Assim, entendendo este luto primeiro como um “momento fundador do sujeito”, constitutivo do ser, para Hassoun o “melancólico lidou com uma mãe que não pôde acompanhá-lo no desmame” (o luto primeiro). Em outras palavras, na medida em que os critérios mais decisivos para distinguir a melancolia do luto dizem respeito à relação do sujeito com o objeto perdido, ainda que o enlutado possa exibir o mesmo estado de prostração e a mesma recusa do mundo que o melancólico, a diferença residiria em que o enlutado vê este estado ter fim. O melancólico, no entanto, viveria num perpétuo estado de luto, a melancolia assemelhando-se, grosso modo, a um luto sem fim.
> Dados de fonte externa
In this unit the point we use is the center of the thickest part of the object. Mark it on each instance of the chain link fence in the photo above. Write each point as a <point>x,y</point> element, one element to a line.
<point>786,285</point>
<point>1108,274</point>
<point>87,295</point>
É aqui, entretanto, que reside a originalidade do pensamento de Hassoun. Sua hipótese é a de que o melancólico é aquele que não conheceu uma experiência de perda e de um primeiro luto subjetivante – pela falta de nomeação e de designação possível desta perda por parte da mãe. Dito de outra forma, o desmame supõe que a mãe seja capaz de entender que, no aleitamento, é ela quem “perde o seio” – ou seja, supõe que ela seja capaz de transmitir à criança uma experiência de perda. Consequentemente, o “desmame” da mãe tornaria possível o desmame da criança. É nessa medida que essa forma particular de melancolia vê desencadear-se a crueldade e instalar-se a marginalidade, uma vez que essa colagem do sujeito com o objeto implicaria o puro ódio e a tentativa de destruição do mesmo. De fato, para Hassoun, o “melancólico é esse objeto não–separado que não chegou a ser”. É compreensível, então, porque o sujeito encontra-se submetido à necessidade de assassinato simbólico daqueles que ama.
É nesse sentido que A Crueldade Melancólica constitui-se como um daqueles títulos que poderá interessar a psicanalistas, mas também a leigos que desejem pensar as questões relativas à constitutição da subjetividade, na contemporaneidade. Se o “pós-moderno” é mesmo o lugar da ausência de garantias, a globalização – tendo produzido o enfraquecimento de fronteiras, de distinções entre culturas, aliado a uma mobilidade econômica, geográfica e cultural – tem trazido consigo um contingente de excluídos cuja demanda por reconhecimento é cada vez mais violenta. Afinal, se o homem moderno está perdendo a sua alma, mas não se dá conta disso, uma vez que é precisamente o aparelho psíquico que registra as representações e seus valores significantes para o sujeito que se encontra “avariado,” insistir na experiência da perda, da falta, na castração simbólica como condição de desejo e de prazer, implica – fundamentalmente – um trabalho anterior: constitituir limites entre interioridade e exterioridade, entre sujeito e objeto, entre o sujeito e o outro, possibilitando aos nossos analisandos a simbolização de “traumas insustentáveis” – o assassinato simbólico do “objeto”, constituindo-o, afinal, em objeto perdido. Esta, sim, condição indispensável para que ocorra a liberdade psíquica do sujeito.